Metadata is included at the beginning of every DBN stream or file. Basic information is found at the start of the metadata, followed by optional symbology mappings.

The metadata contains all of the parameters needed to construct a request for the exact same data via Databento's historical API. Likewise, if you fetched DBN-encoded data from Databento's historical API, the metadata header will contain the parameters of your original request.

The following table describes the metadata fields, in the order of appearance. All fields are little-endian.

Field Type Description
version char[4] "DBN" followed by the version of DBN the file is encoded in as a u8.
length uint32_t The length of the remaining metadata header, i.e. excluding version and length.
dataset char[16] The dataset ID (string identifier).
schema uint16_t The data record schema. u16::MAX indicates a potential mix of schemas and record types, which will always be the case for live data.
start uint64_t The start time of query range in UNIX epoch nanoseconds.
end uint64_t The end time of query range in UNIX epoch nanoseconds. u64::MAX indicates no end time was provided.
limit uint64_t The maximum number of records to return. 0 indicates no limit.
stype_in uint8_t The symbology type of input symbols. u8::MAX indicates a potential mix of types, such as with live data.
stype_out uint8_t The symbology type of output symbols.
ts_out uint8_t Whether each record has an appended gateway send timestamp.
symbol_cstr_len uint16_t The number of bytes in fixed-length string symbols, including a null terminator byte.

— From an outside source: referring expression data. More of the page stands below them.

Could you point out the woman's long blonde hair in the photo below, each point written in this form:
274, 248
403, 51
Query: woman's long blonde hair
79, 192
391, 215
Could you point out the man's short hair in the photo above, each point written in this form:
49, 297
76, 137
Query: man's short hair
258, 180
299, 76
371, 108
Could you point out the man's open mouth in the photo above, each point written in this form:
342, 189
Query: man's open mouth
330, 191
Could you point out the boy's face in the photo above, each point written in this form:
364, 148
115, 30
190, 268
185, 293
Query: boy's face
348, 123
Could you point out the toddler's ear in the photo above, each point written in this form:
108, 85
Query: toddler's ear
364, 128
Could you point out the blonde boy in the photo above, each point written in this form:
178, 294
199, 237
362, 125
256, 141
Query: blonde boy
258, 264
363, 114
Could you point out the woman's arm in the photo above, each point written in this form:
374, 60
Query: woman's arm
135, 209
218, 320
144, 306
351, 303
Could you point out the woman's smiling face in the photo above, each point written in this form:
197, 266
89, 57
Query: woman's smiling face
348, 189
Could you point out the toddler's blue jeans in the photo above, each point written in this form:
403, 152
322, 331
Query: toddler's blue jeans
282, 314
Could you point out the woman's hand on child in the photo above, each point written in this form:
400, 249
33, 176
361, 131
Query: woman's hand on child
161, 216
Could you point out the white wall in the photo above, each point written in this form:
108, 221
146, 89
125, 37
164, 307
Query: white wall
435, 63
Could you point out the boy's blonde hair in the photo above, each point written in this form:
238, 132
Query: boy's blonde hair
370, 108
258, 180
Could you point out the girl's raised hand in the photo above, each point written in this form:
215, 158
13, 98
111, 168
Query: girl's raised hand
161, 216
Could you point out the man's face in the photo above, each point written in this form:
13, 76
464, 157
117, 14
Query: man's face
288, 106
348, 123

Version 2 only, symbol strings are always 22 in version 1.
schema_definition_length uint32_t Number of bytes in the schema definition.
schema_definition uint8_t[schema_definition_length] Self-describing schema to be implemented in the future.
symbols_length uint32_t Number of symbols in the original query.
symbols char[symbols_length][symbol_cstr_len] The symbols from the original query.
partial_length uint32_t The number of symbols partially resolved.
partial char[partial_length][symbol_cstr_len] The partially resolved symbols.
not_found_length uint32_t The number of unresolved symbols.
not_found char[not_found_length][symbol_cstr_len] The unresolved symbols.
mappings_length uint32_t The number of symbols at least partially resolved.
mappings SymbolMapping[mappings_length] The SymbolMappings, one for each resolved symbol.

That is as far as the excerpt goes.